Recently, I’ve started to analyse data gathered via the online questionnaire which is central to my thesis. This means having to get acquainted with a little bit more statistical analysis than I am comfortable with – i.e. pushing beyond the basics of mean, median, mode, and standard deviation, although naturally I first had to refresh my memory of those as well. Along with a copy of IBM’s excellent SPSS program (essentially, software for undertaking both basic and complex statistical analyses) and a copy of Julie Pallant’s SPSS Survival Manual, the complicated cycle of deriving numbers from text, recoding existing numbers into other numbers ➞ extrapolating from those numbers other, more illuminating numbers ➞ interpreting and then turning these new numbers back into narrative and prose, begins! Let’s just say that adjusting my research questions into something that will conform with the mystical world of dependent and independent variables is an intriguing process. Initial tests have led me to make a number of observations, some of which I think are worth sharing, especially with other humanities/social science researchers:
- Contrary to popular misconceptions about the coolly objective operating manual-style of science, there are, if you care to look beyond basics, almost as many disagreements about method, applicability and interpretation when it comes to statistics as there are about whether or not god exists. Well, okay, maybe not quite as many. But you get my point.
- The reassuring tone of a beginner’s textbook is wonderful but also dangerous. Particular authors will recommend making certain assumptions and using certain techniques that other authors argue just as convincingly against. Using one over the other may appear a trivial decision, if you are even aware (as a novice) of the debate to begin with. In reality, the decision you make about which author to trust can make a huge difference to the output you end up with. An output that cuts (or seems to) right to the heart of your research.

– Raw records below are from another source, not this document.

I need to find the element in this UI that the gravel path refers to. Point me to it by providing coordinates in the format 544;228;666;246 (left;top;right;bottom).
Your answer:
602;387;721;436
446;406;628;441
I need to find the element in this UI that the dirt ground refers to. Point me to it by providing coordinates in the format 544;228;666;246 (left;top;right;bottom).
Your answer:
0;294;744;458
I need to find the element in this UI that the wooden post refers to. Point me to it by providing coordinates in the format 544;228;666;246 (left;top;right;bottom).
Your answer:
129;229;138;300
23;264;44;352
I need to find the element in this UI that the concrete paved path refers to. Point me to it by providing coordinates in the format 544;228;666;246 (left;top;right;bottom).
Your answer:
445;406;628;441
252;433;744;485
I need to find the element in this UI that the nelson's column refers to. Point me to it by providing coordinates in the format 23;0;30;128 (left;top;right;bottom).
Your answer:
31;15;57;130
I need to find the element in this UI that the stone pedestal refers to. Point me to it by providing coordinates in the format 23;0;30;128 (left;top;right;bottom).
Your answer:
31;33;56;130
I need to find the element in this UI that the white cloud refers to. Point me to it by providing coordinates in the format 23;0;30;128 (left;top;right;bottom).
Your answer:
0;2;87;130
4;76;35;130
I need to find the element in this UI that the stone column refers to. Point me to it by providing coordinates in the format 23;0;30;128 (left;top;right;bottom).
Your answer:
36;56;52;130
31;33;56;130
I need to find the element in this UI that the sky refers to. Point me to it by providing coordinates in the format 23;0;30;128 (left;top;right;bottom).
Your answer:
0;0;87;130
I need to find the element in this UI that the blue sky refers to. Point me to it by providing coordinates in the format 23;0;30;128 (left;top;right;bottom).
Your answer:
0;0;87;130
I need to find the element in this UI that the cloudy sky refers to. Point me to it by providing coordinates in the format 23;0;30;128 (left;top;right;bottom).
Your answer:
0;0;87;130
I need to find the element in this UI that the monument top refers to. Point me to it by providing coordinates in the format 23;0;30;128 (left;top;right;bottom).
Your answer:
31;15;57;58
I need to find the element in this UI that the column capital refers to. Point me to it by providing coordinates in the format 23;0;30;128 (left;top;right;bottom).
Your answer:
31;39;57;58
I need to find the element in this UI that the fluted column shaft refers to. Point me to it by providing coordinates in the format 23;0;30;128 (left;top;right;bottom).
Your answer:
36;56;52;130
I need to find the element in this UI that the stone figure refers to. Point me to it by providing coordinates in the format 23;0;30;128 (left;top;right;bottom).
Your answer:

- Debates flagged up in various books are troubling and usually glossed over – can we really charge ahead with parametric tests when data does not look very normal? To what extent is it justifiable to manipulate (i.e. alter) data so that different more “robust” tests can be used? If I will never in a million years understand the maths behind a given procedure, how confident can I ever really be about using it?
As a result of all of this, statistics are often sloppily applied or deliberately misused; researchers proceed from all the wrong assumptions because they don’t really know what they are dealing with, or they already know what result they want. Knowing that nobody will really dig very deeply anyway, it can be assumed that most readers skip ahead to the conclusions. Naturally, there will be differences according to academic field (very relevant for my work!) in how statistics are perceived, used and justified. Young Min Baek writes of statistics in communication studies:
Like most social scientific terms, statistical terms and their findings are academically and/or socially (re)constructed facts. Statistical methods are not given, but created and (re)constructed for specific reasons in various disciplines before the birth of the communication field. Methodological myths, such as subjectivity or neutrality, are reinforced by learning of statistics as something given, not as something constructed. Learning something established does not demand critical minds that statistics can be changed for more appropriate understanding of communication. Communication students simply learn statistics from a communication methodology course, or an introductory statistics course. Most, if not all, students rarely have an interest in how statistical terms or concepts are born and (re)constructed throughout intellectual history in diverse academics. They just learn the basic logic and its applications to the understanding of social worlds.1
A friend who knows just a little bit more about all this than me suggested:
If you want to get some excitement out of statistics, ignore classical probability theory and use quantum probabilities. Statistics could be more fun than the usual Kolmogorovian bore, if only statisticians would not be so boring themselves…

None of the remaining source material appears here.